Seria difícil justificar a surpreendente redução da mão-de-obra infantil (meninos e meninas de 10 a 17 anos) em termos absolutos de 1992 a 2004, de 7.940.239 para 4.788.071, isto é, em quase 40%, sem contar um pouco desse encadeamento de fatores e sem apresentar as respostas que o Estado brasileiro deu aos problemas sociais. Além do Programa de Erradicação do Trabalho Infantil (Peti), que está explicitamente relacionado ao combate ao trabalho infantil, há toda uma série de outros programas que indiretamente atingem esse público, como o Paif, Salário Educação, Fundef, FNDE, Pnae, PNLD, PDDE, PNTE, PNBE, Fundescola, Proinfo Saeb, Bolsa Escola, Bolsa Alimentação, Agente Jovem, Sentinela, Auxílio-gás, Fome Zero, Geração de Renda, Benefício de Prestação Continuada, Proger, Planfor, Pronaf, Saúde da Família, Saúde Bucal, entre tantos outros. O Programa Bolsa Família merece destaque por seu caráter geral de combate à pobreza e à fome.
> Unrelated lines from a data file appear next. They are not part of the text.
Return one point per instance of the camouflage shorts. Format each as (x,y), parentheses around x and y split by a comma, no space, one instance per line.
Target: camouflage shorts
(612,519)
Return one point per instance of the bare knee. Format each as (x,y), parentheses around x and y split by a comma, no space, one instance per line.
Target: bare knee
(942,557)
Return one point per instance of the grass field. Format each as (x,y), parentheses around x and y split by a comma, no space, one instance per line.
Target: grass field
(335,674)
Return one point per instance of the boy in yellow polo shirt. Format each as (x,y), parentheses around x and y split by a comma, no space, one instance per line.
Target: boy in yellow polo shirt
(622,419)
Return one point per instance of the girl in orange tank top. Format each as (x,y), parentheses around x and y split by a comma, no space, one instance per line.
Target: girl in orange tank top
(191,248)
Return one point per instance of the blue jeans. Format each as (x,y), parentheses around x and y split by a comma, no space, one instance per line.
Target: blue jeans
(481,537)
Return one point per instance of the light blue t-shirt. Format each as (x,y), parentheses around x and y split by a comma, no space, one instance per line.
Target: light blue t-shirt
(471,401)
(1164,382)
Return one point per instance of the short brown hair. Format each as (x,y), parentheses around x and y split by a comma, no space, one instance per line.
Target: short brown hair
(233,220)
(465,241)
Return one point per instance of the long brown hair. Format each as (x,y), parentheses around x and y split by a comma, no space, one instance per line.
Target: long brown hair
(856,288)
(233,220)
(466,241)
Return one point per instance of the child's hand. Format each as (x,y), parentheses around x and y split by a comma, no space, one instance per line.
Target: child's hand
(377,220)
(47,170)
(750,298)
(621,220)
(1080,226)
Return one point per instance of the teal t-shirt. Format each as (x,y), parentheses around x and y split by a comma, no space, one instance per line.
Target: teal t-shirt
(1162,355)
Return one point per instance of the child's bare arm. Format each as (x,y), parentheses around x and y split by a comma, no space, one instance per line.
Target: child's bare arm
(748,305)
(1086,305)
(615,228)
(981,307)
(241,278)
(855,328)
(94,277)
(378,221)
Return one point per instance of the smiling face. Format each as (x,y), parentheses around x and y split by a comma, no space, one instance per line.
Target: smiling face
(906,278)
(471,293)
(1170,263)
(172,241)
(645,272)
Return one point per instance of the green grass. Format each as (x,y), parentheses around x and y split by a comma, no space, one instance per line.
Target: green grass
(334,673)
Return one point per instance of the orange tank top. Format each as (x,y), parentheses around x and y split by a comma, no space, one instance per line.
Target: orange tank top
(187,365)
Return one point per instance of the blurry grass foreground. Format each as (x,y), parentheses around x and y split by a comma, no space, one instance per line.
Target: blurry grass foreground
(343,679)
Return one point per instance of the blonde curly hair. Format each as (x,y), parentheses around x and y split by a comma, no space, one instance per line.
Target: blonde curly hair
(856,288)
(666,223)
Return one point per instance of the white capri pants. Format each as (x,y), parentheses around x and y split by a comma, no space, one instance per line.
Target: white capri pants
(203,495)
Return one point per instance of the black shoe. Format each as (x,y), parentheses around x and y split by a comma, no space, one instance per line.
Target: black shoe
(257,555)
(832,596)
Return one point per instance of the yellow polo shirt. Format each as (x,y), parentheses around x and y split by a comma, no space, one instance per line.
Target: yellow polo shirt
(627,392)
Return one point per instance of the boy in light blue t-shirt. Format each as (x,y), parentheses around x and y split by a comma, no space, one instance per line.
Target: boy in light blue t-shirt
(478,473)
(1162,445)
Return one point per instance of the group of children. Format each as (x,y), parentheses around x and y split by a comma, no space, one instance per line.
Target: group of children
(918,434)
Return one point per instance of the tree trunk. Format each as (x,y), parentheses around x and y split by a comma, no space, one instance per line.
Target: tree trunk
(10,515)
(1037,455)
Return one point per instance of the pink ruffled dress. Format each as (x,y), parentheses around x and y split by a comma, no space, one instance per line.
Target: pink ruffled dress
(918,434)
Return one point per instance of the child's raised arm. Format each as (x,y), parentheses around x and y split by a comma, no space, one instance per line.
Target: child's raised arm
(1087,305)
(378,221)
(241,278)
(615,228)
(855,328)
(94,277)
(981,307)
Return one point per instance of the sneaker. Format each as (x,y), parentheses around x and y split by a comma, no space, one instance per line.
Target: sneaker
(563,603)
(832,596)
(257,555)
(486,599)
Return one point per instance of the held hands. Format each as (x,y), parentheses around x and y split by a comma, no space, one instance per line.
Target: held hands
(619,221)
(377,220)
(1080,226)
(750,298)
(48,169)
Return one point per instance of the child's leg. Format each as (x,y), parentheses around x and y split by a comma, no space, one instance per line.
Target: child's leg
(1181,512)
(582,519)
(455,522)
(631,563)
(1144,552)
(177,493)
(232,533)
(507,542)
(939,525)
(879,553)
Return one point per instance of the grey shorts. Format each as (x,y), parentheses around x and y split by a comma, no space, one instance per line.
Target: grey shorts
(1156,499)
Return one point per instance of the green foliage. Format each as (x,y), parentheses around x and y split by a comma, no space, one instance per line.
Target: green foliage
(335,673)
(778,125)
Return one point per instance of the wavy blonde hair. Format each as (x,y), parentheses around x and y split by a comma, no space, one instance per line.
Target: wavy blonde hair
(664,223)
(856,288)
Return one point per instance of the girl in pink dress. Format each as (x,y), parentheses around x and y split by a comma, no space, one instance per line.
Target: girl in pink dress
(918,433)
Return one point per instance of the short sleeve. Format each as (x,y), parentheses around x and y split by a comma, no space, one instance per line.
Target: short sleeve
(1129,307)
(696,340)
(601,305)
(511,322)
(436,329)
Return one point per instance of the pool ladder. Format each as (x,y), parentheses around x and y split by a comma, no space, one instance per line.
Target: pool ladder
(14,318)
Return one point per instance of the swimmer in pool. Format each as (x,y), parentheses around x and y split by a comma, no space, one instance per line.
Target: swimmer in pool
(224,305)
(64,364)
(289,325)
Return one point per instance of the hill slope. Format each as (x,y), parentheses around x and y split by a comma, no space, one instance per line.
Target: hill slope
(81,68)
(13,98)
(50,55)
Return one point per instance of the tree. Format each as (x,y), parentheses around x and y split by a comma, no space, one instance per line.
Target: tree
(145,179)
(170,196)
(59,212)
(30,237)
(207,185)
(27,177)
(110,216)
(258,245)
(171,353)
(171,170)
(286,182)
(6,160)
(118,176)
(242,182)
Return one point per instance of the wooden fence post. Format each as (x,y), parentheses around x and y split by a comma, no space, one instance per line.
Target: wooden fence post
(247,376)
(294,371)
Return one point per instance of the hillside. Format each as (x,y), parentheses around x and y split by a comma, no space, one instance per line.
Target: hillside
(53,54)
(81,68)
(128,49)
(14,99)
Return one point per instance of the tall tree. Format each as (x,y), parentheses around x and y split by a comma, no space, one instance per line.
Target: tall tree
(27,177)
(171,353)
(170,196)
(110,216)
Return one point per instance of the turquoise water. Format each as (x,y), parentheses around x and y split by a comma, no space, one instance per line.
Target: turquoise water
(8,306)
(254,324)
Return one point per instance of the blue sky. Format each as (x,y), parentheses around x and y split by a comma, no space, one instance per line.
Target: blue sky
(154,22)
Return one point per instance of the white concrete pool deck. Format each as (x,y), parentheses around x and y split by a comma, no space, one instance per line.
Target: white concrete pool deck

De qualquer forma, decidi, portanto, concentrar minha apresentação na experiência do Fórum Nacional, que seguramente seria interessante compartilhar com os colegas de outros países na medida em que se configura, definitivamente, com a instância mais interessante e inovadora que algum país no mundo havia ainda experimentado. Além do mais, o Fórum esteve, e ainda continua, presente em todos esses momentos importantes históricos no tema no Brasil. É palco e cenário para todos e quaisquer roteiros de sucesso no combate ao trabalho infantil.
Diante dessa singularidade de tema e da falta de um espaço reservado para inserir essa categoria de experiência na programação do evento, contentei-me em ter minha apresentação classificada simplesmente como uma experiencia brasileña, em um dos últimos painéis do evento.
Foi interessante, confortante e surpreendente ouvir os colegas antes de apresentar a experiência brasileira. Interessante, pois tive a oportunidade de verificar que o fenômeno do trabalho infantil era o mesmo em toda a América Latina. Ainda que sua configuração pudesse ser diferente entre os países, as raízes históricas e as causas eram muito semelhantes. Foi interessante à medida que aprendi como meus colegas enfrentaram as dificuldades e como os atores sociais em cada país reagiram ao problema. Foi curioso perceber, de maneira concreta, que os números e percentuais no Brasil são muito grandes comparados a cada um dos paises irmãos.
Ouvir as experiências das nações vizinhas foi confortante, uma vez que, no Brasil, o ensino público é universal e efetivamente gratuito, e a saúde, idem. Que existem programas de transferência de renda para as famílias, como o Bolsa Escola, Bolsa Alimentação, hoje todos unificados no Programa Bolsa Família. Enfim, que existem políticas de combate à pobreza e à fome e que existe orçamento para tudo isso.
Foi surpreendente saber que isso não é comum em todos os países. Que a educação não é totalmente gratuita. Que não há programa de combate às DST/ Aids para todos. Que não há inspetores do trabalho suficientes para aplicar a lei. Que não há Ministério Público do Trabalho. Que não há um controle social capaz de, efetiva e adequadamente, monitorar o cumprimentos dos direitos da criança e do adolescente. Que não existem escolas suficientes para todos. Que ainda existem organizações que defendem o trabalho infantil publicamente.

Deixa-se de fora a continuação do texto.